UNHLM 2023

Overview
Despite being preventable and treatable, tuberculosis (TB) remains a deadly disease, often outsmarting the drugs commonly used to treat it and affecting millions worldwide. Globally, nearly 4,400 people lose their lives to TB each day – totaling nearly 1.6 million deaths each year. There were 10.6 million active TB infections in 2021 alone. Additionally, TB can have deadly consequences for certain populations, including people living with HIV and children.
Over the last three years, TB efforts have been severely impacted by the COVID-19 pandemic, threatening hard-fought gains made over the last several years. Because of this threat, we currently stand at a critical juncture. We have the tools and resources to end TB – but must take immediate and effective action to change the course of the epidemic and finally make TB history.
To address this serious global issue, CDC joined Heads of State in New York on September 22nd, 2023, for the United Nations (UN) General Assembly’s High-Level Meeting (UNHLM) on Tuberculosis to revisit the global targets established during the inaugural UNHLM on Tuberculosis in 2018 and signed a political declaration that reaffirms global commitments to end TB by 2030.
Our Impact

Each year, TB affects over 1 million children, yet nearly 60% of these cases go undiagnosed, untreated, or underreported.
Despite being preventable and curable, TB is the #1 cause of death among people living with HIV.
Magnificent’s Journey
Magnificent is his mother’s only son and his little sister’s only sibling. At 24, he has been the man of the house since his father died ten years ago. If you ask him about his dreams, he will tell you they are for his family. “I want to take care of my mother,” he says, “I want my sister to finish school.”
At 19, Magnificent survived the often deadly multidrug-resistant TB thanks to the treatment he received in a CDC-supported health facility that specializes in fighting drug resistance. He is now living a healthy life and pursuing his dreams of becoming an engineer and looking after his family. Thom Pierce 2018

When he was 19 years old and a college engineering student, Magnificent contracted TB after visiting his uncle in the hospital. The doctors gave him medicine, but he felt better shortly after and stopped taking the pills. But then the cough returned. And after the cough, the loss of appetite, the trouble breathing, and a terrifying weight loss.
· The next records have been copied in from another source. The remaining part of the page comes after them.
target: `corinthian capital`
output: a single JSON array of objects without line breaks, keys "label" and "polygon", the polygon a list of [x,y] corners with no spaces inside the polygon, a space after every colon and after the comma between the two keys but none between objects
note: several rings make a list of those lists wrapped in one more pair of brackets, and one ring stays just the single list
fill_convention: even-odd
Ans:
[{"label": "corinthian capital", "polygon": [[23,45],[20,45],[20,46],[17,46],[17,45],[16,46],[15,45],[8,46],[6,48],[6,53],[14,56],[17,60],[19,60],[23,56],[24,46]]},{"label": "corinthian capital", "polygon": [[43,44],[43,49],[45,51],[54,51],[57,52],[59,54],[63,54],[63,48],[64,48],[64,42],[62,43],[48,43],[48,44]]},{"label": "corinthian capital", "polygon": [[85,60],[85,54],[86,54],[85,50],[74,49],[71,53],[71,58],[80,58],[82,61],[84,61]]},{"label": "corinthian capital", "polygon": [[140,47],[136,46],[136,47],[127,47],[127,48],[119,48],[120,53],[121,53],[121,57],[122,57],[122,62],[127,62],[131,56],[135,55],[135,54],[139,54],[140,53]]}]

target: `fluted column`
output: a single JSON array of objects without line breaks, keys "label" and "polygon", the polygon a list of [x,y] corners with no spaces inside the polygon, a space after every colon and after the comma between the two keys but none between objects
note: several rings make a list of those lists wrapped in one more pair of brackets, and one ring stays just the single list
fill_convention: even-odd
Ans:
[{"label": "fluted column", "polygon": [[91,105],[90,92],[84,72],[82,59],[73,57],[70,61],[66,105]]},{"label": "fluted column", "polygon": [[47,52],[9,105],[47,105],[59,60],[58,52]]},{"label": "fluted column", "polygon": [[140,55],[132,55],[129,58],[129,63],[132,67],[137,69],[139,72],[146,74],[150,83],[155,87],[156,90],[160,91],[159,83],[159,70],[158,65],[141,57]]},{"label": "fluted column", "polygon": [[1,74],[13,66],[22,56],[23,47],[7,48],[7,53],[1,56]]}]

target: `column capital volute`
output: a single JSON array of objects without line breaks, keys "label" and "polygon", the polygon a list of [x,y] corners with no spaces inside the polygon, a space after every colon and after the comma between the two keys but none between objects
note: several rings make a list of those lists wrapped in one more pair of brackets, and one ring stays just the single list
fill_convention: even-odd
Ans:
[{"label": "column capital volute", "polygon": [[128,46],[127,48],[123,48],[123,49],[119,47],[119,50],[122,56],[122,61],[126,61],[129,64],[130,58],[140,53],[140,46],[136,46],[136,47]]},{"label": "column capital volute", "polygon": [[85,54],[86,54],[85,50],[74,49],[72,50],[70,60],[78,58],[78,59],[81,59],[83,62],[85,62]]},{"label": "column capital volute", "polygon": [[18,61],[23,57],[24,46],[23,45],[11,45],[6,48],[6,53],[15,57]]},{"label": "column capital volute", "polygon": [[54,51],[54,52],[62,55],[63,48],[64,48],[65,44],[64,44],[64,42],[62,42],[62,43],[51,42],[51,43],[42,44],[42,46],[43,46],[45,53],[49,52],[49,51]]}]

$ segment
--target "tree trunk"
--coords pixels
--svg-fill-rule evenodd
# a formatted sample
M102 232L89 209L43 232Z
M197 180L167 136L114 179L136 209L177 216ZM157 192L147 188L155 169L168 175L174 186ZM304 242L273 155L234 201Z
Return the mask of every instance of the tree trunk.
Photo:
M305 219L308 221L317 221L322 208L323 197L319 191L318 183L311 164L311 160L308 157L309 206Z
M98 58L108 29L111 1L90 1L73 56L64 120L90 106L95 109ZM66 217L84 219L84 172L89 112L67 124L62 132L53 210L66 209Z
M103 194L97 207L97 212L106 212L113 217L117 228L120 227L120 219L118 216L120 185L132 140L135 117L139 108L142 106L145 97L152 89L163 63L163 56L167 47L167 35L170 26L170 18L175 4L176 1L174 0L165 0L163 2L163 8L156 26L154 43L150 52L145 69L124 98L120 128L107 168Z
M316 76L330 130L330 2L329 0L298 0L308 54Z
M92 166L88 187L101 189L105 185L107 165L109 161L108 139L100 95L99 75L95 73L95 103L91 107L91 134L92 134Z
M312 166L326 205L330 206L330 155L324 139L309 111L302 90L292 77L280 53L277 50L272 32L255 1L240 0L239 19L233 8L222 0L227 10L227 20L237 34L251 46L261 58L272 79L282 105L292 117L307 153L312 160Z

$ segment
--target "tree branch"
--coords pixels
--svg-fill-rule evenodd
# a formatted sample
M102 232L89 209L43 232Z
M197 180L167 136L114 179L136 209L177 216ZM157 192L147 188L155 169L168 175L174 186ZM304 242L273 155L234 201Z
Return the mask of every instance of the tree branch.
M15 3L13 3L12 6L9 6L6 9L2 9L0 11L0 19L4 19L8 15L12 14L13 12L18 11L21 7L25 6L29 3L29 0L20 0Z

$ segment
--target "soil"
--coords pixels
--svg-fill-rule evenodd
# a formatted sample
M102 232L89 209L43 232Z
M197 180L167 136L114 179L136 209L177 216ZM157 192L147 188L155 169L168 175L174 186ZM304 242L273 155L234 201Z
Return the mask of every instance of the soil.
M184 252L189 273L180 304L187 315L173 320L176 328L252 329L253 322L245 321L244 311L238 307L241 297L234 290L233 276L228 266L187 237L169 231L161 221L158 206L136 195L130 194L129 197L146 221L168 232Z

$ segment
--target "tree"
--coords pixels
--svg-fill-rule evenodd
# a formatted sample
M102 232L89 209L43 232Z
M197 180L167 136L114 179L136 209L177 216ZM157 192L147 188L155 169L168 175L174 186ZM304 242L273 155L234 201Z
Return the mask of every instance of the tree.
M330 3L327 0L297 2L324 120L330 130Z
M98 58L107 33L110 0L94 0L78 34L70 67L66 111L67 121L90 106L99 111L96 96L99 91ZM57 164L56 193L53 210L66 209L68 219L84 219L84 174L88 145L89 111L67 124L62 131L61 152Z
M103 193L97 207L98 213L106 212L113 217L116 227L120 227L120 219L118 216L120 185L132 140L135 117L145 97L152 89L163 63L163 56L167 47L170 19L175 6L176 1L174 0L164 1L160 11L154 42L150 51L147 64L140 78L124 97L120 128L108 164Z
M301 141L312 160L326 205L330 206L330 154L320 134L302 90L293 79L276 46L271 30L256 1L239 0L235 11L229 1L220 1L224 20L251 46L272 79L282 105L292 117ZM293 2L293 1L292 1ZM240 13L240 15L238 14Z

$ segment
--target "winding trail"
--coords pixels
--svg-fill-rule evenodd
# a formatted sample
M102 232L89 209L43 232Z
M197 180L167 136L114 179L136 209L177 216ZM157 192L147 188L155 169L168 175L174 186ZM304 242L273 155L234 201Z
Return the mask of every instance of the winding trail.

He went to the local TB hospital where he met Khaya, a CDC-supported nurse and one of the country’s champions in the fight against drug resistant TB. She told him he had developed the much deadlier, multi-drug resistant TB, and would not be returning home.
For months he remained in isolation, enduring a daily and toxic cocktail of drugs and injections that had severe side effects. As TB is also the number one killer of people living with HIV, he was tested for the virus and found to be negative. Finally, after nine months, he was cured. The ordeal has changed him. “I didn’t know if I would live or die. If you could collect all the tears I cried during that time, it would measure a gallon,” he recalls. Today, he is channeling his struggle into advocacy, traveling the country to educate others about the threat of drug resistant TB. And he’s dreaming again.
“I have my life back,” he says, “I can watch my little sister grow up.”
The Path Forward

To end TB, the global community must continue to work together to fight this epidemic on multiple fronts to stop the suffering associated with this disease, here at home and around the world. The United Nations High-Level Meeting on TB provided a unique and timely opportunity for the global community to gather and reaffirm commitments to address this epidemic, as well as assess progress towards previously established goals. The commitments made during this event put us on a path to eliminating TB as a global health threat and showcase the power of global partnerships.
At CDC, we’re on the frontlines in more than 25 high-burden countries working with partner governments to find, cure, and prevent TB and help sustain country efforts. CDC’s longstanding efforts in addressing TB are not only transforming countries but saving countless individual lives.